AugmentationBase2D aims at offering a generic base class for a greater level of customization. If the subclass contains routined matrix-based transformations, RigidAffineAugmentationBase2D might be a better fit.

Parameters:
  • p (float, optional) – probability for applying an augmentation. This param controls the augmentation probabilities element-wise for a batch. Default: 0.5

  • p_batch (float, optional) – probability for applying an augmentation to a batch. This param controls the augmentation probabilities batch-wise. Default: 1.0

  • same_on_batch (bool, optional) – apply the same transformation across the batch. Default: False

  • keepdim (bool, optional) – whether to keep the output shape the same as input True or broadcast it to the batch form False. Default: False

apply_transform(input, params, flags, transform=None)#

Defines the computation performed at every call.

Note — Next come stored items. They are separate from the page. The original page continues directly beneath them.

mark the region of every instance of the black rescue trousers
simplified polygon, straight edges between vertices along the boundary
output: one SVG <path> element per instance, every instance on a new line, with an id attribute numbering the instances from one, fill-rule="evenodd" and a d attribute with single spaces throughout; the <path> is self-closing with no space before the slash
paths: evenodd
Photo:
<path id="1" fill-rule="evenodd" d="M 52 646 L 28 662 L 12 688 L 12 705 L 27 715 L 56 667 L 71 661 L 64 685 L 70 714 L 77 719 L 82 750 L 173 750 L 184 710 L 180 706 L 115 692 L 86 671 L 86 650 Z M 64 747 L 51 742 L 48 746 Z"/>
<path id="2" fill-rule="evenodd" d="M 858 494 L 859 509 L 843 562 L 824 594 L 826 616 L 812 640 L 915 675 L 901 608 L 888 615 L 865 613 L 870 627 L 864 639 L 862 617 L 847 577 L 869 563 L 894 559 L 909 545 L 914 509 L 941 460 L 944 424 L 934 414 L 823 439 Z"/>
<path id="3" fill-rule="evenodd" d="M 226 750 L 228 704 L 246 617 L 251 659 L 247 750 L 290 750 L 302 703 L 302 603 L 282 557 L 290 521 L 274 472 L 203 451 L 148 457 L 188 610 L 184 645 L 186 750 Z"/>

Should be overridden by all subclasses.

Return type:

Tensor

apply_non_transform(input, params, flags, transform=None)#
Return type:

Tensor

apply_transform_mask(input, params, flags, transform=None)#

Process masks corresponding to the inputs that are transformed.

Return type:

Tensor

apply_non_transform_mask(input, params, flags, transform=None)#

Process masks corresponding to the inputs that are no transformation applied.

Return type:

Tensor

apply_transform_box(input, params, flags, transform=None)#

Process boxes corresponding to the inputs that are transformed.

Return type:

Boxes

apply_non_transform_box(input, params, flags, transform=None)#

Process boxes corresponding to the inputs that are no transformation applied.

Return type:

Boxes

apply_transform_keypoint(input, params, flags, transform=None)#

Process keypoints corresponding to the inputs that are transformed.

Return type:

Keypoints

apply_non_transform_keypoint(input, params, flags, transform=None)#

Process keypoints corresponding to the inputs that are no transformation applied.

Return type:

Keypoints

apply_transform_class(input, params, flags, transform=None)#

Process class tags corresponding to the inputs that are transformed.

Return type:

Tensor

apply_non_transform_class(input, params, flags, transform=None)#

Process class tags corresponding to the inputs that are no transformation applied.

Return type:

Tensor

The similar logic applies to 3D augmentations as well.

Some Further Notes#

Probabilities#

Kornia supports two types of randomness for element-level randomness p and batch-level randomness p_batch, as in _BasicAugmentationBase. Under the hood, operations like crop, resize are implemented with a fixed element-level randomness of p=1 that only maintains batch-level randomness.

Random Generators#

For automatically generating the corresponding __repr__ with full customized parameters, you may need to implement _param_generator by inheriting RandomGeneratorBase for generating random parameters and put all static parameters inside self.flags. You may take the advantage of PlainUniformGenerator to generate simple uniform parameters with less boilerplate code.

Random Reproducibility#

Plain augmentation base class without the functionality of transformation matrix calculations. By default, the random computations will be happened on CPU with torch.get_default_dtype(). To change this behaviour, please use set_rng_device_and_dtype.